Mismatch repair deficiency occurs very rarely in seminomas.

BACKGROUND: Dense tumor-associated lymphocyte infiltration is linked to mismatch repair (MMR) deficiency in colorectal and endometrial cancer. MMR deficiency is of high clinical importance as MMR deficient cancers tend to react favorably to treatment with immune checkpoint inhibitors. Strong lymphocytic infiltration is a morphological hallmark of seminomas. We thus asked whether seminomas may exhibit MMR deficiency at relevant frequency.
METHODS: To screen for tumors with MMR deficiency, protein expression of MLH1, PMS2, MSH2, and MSH6 was analyzed by immunohistochemistry (IHC) on a tissue microarray (TMA) containing 574 seminomas.
RESULTS: In total, 536 cases were evaluable resulting in 481 seminomas with unequivocally intact MMR protein expression. In 55 cancers, one or several IHC stains were equivocal and lacked detectable MMR protein in both tumor and stromal cells. Large section IHC analysis of all 55 equivocal cases demonstrated substantial staining issues due to improper fixation in 54 cases and identified one tumor with clear-cut MLH1 and PMS2 protein loss. This seminoma showed homogeneous loss of MLH1 and PMS2 in the entire tumor mass whereas minor adjacent foci of associated germ cell neoplasia in situ (GCNIS) were MMR intact. Polymerase chain reaction (PCR) analysis using the 5 microsatellite loci of the "Bethesda Panel" revealed instability in 1 of 4 interpretable loci ("MSI-low") and additional instability of the complex tetra-penta repeat locus MYCL1 in this tumor.
CONCLUSIONS: In summary, one single seminoma with MMR deficiency, characterized by protein loss of MLH1 and PMS2, was identified among 536 interpretable seminomas (0.19%). MMR deficiency is not a relevant determinant of lymphocyte influx in seminoma. 2021 Translational Andrology and Urology. All rights reserved.

Introduction

Microsatellite instability (MSI) is of considerable topical interest because—irrespective of their site of origin—cancers exhibiting MSI are likely to respond favorably to immune checkpoint inhibitor therapy (1,2). MSI reflects a hypermutator phenotype inducing a high mutational load in affected tumors, typically due to a deficient mismatch repair (MMR) system unable to resolve short slippage DNA errors that occur during cell cycle. MSI can be detected directly with polymerase chain reaction (PCR)-based methods or indirectly by identifying loss of expression of the MMR proteins MLH1, PMS2, MSH2, and MSH6 by immunohistochemistry (IHC) (3).

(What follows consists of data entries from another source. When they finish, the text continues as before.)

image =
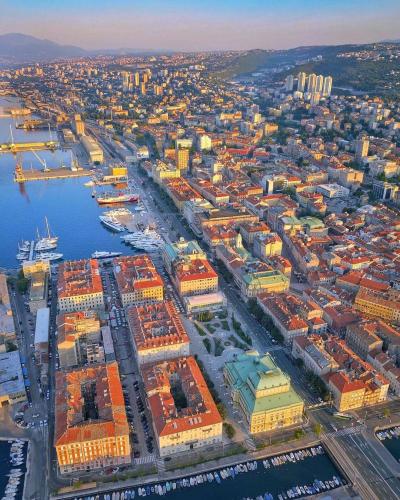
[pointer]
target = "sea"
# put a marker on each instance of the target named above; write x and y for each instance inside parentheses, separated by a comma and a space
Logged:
(275, 481)
(6, 467)
(71, 211)
(73, 216)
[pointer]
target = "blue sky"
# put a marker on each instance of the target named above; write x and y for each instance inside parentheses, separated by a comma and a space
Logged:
(203, 24)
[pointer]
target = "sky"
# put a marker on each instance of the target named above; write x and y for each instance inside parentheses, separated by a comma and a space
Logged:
(202, 24)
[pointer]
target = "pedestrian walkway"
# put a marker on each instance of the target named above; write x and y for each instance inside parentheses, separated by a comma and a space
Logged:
(148, 459)
(160, 465)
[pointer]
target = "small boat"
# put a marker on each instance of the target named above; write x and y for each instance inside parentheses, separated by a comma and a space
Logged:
(105, 255)
(111, 223)
(52, 256)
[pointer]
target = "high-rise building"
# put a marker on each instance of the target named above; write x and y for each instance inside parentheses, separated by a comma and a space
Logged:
(327, 88)
(311, 82)
(319, 83)
(362, 146)
(289, 83)
(126, 80)
(182, 158)
(301, 82)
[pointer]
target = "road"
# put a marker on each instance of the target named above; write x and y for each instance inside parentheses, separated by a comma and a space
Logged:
(37, 485)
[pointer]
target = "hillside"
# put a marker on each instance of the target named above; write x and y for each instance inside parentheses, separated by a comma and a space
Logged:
(17, 48)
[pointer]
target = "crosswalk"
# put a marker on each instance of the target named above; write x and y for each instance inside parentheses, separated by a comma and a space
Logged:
(347, 431)
(147, 459)
(160, 465)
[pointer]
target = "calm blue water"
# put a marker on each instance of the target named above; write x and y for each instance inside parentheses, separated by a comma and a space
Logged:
(274, 480)
(6, 466)
(67, 203)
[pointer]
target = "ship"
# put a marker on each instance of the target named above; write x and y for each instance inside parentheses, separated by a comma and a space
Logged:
(52, 256)
(48, 242)
(119, 197)
(105, 255)
(148, 240)
(111, 223)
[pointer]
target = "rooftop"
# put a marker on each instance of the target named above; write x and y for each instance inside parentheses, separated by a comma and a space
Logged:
(79, 277)
(156, 325)
(89, 405)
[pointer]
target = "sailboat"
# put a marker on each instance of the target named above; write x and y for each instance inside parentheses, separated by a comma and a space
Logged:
(48, 242)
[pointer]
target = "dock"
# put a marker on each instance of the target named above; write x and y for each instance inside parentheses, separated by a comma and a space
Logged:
(33, 124)
(31, 249)
(11, 147)
(49, 174)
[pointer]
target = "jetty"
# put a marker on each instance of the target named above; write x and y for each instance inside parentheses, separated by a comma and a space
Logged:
(21, 175)
(33, 124)
(11, 147)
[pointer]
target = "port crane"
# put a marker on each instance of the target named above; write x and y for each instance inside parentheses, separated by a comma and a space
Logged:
(43, 162)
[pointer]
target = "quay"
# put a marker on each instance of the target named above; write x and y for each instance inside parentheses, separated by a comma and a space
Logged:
(50, 173)
(33, 124)
(9, 147)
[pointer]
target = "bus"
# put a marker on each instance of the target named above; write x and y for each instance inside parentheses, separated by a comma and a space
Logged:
(344, 416)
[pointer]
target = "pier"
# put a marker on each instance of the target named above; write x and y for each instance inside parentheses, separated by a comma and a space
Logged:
(33, 125)
(10, 147)
(21, 175)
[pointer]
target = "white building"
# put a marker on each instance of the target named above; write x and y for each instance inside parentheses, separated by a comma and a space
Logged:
(333, 190)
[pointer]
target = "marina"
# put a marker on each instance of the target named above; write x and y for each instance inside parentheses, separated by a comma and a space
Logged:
(390, 438)
(50, 174)
(298, 474)
(12, 468)
(73, 213)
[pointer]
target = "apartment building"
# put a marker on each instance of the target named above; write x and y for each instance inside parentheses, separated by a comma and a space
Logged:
(184, 414)
(157, 332)
(137, 280)
(79, 286)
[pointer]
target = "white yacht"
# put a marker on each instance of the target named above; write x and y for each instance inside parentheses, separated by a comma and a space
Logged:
(111, 223)
(52, 256)
(48, 242)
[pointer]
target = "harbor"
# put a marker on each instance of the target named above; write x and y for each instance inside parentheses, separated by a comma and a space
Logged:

MSI occurs in various malignancies (4,5). Highest frequencies have been reported for endometrial (7–36%) (6,7), colorectal (5–23%) (8-10), and stomach cancer (6–28%) (11-15), but various recent studies have demonstrated that MSI can be found in virtually all cancer types at a frequency of around 1% (4,5). On a morphological level, neoplasms with MSI are often characterized by a markedly increased density of tumor-associated lymphocytes (16-18). For seminoma—the most common type of testicular germ cell tumors—a strong tumor-associated lymphocytic reaction is so common that it represents an important morphologic hallmark for establishing this diagnosis (19). In a recent comparative analysis of the density of CD8 positive lymphocytes across 84 different tumor types, seminoma ranked 7th with 424 CD8 positive lymphocytes per mm2 (20). The role of MSI in seminoma is unclear, however. Reported rates of MSI detected directly by next generation sequencing (NGS) or PCR range from 0–27% (21-27). Only two studies have used currently accepted criteria for immunohistochemical determination of MMR deficiency and did not find cases with MMR protein loss among 74 and 77 seminomas (28,29).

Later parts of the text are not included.